The ordinary social triptych—upper, middle, and lower classes—will not suffice us in our inquiry. We must distinguish between the functions of the classes. The upper class is a remnant of the feudal days, of the manorial times, when land-holding brought with it social distinction and political prerogative. In this sense we have no upper class in America. The middle class is composed of the business and professional element, and the lower class of the wage-earning element.
There are two words, as yet quite unfamiliar to American readers, which are met with constantly in European works on Socialism and are heard on every hand in political discussions—proletariat and bourgeois. The proletariat are the wage-earning class, the poor, the underlings. The bourgeois are roughly the middle class. The French divide them into petits bourgeois and grands bourgeois. Werner Sombart divides them into lower middle class, the manual laborers who represent the guild system, and bourgeoisie, the representatives of the capitalistic system.
It will thus be seen that these divisions have a historical basis. The upper class reflect the days of feudalism, of governmental prerogative and aristocracy.

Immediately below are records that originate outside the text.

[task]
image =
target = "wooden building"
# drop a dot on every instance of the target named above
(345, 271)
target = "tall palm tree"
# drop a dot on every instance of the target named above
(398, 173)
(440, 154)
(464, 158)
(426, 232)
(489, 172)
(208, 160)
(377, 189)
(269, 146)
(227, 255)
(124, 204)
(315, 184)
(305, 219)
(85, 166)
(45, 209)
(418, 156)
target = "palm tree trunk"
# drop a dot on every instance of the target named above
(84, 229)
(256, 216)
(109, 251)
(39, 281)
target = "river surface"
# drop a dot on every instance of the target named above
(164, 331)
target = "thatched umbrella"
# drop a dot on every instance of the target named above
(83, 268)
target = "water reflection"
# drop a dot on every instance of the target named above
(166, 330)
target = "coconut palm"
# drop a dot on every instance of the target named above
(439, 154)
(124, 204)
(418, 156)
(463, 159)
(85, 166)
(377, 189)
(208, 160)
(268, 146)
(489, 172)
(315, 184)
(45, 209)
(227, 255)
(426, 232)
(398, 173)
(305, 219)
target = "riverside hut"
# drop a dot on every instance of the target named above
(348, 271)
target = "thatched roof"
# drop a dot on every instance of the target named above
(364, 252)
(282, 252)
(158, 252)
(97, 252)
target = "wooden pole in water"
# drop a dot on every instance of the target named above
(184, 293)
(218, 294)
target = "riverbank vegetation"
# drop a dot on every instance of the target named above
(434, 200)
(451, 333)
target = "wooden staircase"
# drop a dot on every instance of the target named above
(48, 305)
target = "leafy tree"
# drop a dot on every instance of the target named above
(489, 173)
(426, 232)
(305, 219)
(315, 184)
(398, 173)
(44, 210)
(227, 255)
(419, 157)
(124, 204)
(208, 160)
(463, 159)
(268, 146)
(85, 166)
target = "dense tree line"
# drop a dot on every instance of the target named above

The middle class are the representatives of the guild and mercantile systems, when hand labor and later business acumen brought power and wealth to the craftsman and adventurer. The lower class are the homologues of the slaves, the serfs, the toilers, whose reward has constantly been measured by the standard of bare existence. Socialism arises consciously out of the efforts of this class to win for itself a share of the powers of the other classes. It is necessary to understand that while this class distinction is historic in origin it is essentially economic in fact. It is not "social"; a middle-class millionaire may be congenial to the social circles of the high-born. It is not political; a workingman may vote with any party he chooses. He may ally himself with the conservative Center as he sometimes does in Germany, or with the Liberal Party as he sometimes does in England, or with either of the old parties as he does in the United States. On the other hand, a bourgeois may be a Socialist and vote with the proletarians. Indeed, many of the Socialist leaders belong to the well-to-do middle class.